Hoyerswerda. Die Geschäftsführerin der Wohnungsgesellschaft Hoyerswerda, Margitta Faßl, hat Kritik von Anwohnern der Johann-Sebastian-Bach-Straße zurückgewiesen. Anwohner der Hausnummern 30 bis 34 hatten sich während einer Veranstaltung zum Stadtentwicklungskonzept (Seko) im Neuen Rathaus darüber erregt, dass sie nicht informiert worden seien, dass ihr Block ein Abrisskandidat ist. skl

Margitta Faßl: "Wenn es noch nichts Verbindliches gibt, kann ich auch nicht auf die Mieter zugehen", betont sie auf RUNDSCHAU-Nachfrage.

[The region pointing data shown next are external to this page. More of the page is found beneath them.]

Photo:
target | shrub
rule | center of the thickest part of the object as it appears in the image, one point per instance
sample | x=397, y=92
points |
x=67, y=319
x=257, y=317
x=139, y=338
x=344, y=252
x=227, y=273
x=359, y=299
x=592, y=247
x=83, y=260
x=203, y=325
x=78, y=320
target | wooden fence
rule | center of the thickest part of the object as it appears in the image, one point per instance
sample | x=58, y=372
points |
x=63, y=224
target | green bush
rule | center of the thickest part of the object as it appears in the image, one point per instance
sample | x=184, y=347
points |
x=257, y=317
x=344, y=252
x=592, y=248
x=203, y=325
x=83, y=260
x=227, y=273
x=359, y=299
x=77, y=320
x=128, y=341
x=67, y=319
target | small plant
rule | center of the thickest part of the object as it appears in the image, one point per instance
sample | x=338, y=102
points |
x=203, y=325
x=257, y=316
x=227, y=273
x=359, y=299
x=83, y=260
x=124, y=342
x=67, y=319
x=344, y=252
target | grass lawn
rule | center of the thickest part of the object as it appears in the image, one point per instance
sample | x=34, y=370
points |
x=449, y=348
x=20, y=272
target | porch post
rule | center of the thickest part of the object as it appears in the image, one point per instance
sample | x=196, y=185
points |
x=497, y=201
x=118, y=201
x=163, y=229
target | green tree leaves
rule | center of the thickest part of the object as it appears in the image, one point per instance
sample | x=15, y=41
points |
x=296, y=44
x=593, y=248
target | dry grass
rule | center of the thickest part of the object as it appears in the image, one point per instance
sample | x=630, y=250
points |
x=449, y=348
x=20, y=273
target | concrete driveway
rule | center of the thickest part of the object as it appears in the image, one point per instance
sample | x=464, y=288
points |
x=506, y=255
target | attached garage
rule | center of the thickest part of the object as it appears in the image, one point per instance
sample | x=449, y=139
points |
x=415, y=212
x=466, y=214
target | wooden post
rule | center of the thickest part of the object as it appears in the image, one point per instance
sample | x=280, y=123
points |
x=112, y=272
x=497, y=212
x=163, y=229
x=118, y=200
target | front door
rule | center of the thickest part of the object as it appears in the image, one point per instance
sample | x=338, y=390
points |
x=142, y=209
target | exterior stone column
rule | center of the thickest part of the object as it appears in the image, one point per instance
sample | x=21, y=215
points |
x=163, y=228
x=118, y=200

Das Unternehmen habe zunächst Häuser benennen müssen, die in einigen Jahren eventuell abgerissen werden könnten. Verbindlich sei dies jedoch nicht, so die Geschäftsführerin. Zudem ist das Stadtentwicklungskonzept auch noch nicht durch den Stadtrat bestätigt, sagt sie.

Anders sei die Situation in der Albert-Schweitzer-Straße 18/19. Dort würden diese Eingänge zurzeit freigezogen. Margitta Faßl hofft, dass der Abriss im Jahr 2013 über die Bühne geht. Dies geht jedoch nur, wenn tatsächlich alle Mieter zeitnah eine neue Wohnung finden.